Le troisième mode d’engagement façonnant l’économie sociale s’incarne dans la coopération de production, qui émerge dans les milieux anarcho-syndicalistes (notamment italiens) du BTP avant la Première Guerre mondiale, puis s’éteint avant de réapparaître dans les années 1970-1980. Le renouveau s’opère par étapes : dans les quartiers populaires, d’abord, des coopératives sont créées par des travailleurs sociaux dans un cadre d’éducation populaire ; puis apparaissent les coopératives autogestionnaires post-soixante-huitardes ; enfin, des coopératives s’épanouissent autour de projets professionnels (la spécificité grenobloise s’observe dans le lien entre l’industrie et la recherche). La dernière étape est caractérisée par la création des coopératives de proximité, en lien avec des formes d’alimentation durable. C’est en effet plutôt sous la forme d’associations, de Scop puis de Scic que la distribution alimentaire se renouvelle.

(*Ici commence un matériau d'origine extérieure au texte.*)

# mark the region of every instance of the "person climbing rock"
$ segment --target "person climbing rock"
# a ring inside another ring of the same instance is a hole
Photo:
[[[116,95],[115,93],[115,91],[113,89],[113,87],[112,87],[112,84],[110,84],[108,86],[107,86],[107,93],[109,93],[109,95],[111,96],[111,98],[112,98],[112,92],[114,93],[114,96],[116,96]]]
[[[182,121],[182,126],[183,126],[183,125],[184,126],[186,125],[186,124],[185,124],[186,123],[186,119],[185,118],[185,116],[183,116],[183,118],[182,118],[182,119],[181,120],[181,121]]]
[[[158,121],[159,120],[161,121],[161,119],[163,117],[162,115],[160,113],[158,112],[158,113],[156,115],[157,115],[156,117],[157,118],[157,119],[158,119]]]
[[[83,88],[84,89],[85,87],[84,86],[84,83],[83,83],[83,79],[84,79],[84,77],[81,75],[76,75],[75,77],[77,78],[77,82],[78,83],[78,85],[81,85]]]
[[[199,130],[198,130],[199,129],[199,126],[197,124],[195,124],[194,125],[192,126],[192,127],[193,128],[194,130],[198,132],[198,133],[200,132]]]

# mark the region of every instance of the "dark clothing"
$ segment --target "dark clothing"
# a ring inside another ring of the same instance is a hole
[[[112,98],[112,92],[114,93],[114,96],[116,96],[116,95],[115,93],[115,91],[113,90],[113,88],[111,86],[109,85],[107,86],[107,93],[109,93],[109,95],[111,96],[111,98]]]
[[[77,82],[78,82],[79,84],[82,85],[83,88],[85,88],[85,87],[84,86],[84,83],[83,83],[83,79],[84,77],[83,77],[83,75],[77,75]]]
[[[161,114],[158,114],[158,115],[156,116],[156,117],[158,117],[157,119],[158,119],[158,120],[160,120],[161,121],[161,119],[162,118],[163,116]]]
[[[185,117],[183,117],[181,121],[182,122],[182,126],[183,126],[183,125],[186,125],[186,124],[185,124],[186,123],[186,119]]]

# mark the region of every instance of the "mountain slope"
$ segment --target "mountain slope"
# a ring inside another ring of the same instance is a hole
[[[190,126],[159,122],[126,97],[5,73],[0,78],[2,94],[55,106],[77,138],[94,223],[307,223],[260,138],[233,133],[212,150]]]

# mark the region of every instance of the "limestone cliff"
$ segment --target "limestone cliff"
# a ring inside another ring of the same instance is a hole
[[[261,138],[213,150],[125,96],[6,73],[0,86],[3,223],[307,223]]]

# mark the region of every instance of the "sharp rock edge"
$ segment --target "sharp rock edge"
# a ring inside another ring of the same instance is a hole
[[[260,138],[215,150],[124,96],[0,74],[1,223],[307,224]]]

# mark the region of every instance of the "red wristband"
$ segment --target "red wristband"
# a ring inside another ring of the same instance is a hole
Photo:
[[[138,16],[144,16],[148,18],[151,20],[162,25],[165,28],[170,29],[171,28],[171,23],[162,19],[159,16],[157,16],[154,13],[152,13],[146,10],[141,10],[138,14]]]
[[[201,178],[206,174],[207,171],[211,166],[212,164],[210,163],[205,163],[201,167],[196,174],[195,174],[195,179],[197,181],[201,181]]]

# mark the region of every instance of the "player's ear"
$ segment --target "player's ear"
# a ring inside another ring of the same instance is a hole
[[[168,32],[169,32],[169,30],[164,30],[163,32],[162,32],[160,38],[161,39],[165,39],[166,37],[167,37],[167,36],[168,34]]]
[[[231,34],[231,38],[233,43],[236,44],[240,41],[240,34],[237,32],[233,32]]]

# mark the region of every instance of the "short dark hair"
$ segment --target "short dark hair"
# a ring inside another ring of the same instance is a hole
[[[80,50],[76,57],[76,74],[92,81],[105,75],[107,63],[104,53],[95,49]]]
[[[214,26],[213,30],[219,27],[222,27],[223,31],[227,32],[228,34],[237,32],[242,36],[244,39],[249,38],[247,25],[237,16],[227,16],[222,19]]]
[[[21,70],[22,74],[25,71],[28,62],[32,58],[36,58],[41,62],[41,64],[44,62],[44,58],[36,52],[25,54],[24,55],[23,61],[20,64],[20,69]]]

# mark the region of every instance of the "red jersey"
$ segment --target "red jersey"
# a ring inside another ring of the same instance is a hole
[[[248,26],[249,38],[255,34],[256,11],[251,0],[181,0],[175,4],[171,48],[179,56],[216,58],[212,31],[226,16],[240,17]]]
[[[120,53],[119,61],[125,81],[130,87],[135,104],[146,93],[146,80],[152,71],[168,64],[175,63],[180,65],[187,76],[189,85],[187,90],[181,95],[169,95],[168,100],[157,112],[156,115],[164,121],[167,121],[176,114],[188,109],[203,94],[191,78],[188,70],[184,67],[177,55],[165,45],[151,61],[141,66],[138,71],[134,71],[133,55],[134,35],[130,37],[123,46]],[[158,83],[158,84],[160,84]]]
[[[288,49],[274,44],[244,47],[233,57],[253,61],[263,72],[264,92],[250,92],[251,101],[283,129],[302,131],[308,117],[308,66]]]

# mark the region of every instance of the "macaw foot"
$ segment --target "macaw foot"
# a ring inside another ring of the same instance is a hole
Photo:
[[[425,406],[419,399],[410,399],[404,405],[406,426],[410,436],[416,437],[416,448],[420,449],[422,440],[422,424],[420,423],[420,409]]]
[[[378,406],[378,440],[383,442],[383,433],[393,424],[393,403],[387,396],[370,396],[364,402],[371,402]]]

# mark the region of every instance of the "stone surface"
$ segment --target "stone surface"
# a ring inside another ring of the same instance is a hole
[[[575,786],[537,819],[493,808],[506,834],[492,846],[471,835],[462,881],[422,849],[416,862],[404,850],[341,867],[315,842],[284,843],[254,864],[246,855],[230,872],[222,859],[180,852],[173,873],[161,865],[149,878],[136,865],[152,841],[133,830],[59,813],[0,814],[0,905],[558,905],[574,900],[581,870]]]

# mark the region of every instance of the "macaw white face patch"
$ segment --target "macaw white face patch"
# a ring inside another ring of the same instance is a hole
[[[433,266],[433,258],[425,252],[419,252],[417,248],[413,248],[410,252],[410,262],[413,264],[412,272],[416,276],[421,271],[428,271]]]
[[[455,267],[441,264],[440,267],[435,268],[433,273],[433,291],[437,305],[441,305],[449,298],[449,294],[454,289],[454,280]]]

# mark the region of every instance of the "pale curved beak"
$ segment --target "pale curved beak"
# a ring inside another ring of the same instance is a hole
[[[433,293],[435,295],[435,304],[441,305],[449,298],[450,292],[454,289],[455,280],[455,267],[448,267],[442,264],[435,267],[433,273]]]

Le quatrième mode d’engagement déterminant est celui de la municipalité : la dynamique mutualiste, associative et plus récemment coopérative entre en résonance avec l’interventionnisme social de certains maires, et ceci dès la fin du XIX e siècle. À titre d’exemples, les intervenants rappellent le rôle de Charles Renauldon dans la rédaction des premiers statuts de la Mutuelle des gantiers, etcelui de Frédéric Taulier, qui favorise l’alimen- tation ouvrière par la création d’un « restaurant sociétaire ». Ensuite, entre les deux guerres, Paul Mistral lutte contre la dégradation des logements en privilégiant l’habitat bon marché. Enfin, Hubert Dubedout s’appuie largement sur le militantisme associatif pour promouvoir la participation des habitants. Si les maires se sont succédé sans se ressembler, l’action de la Ville, puis de la Métropole, reste forte pour accompagner, voire encadrer, l’ESS locale via la participation citoyenne, le dynamisme des associations environnementales et la promotion de l’innovation liée à la transition écologique.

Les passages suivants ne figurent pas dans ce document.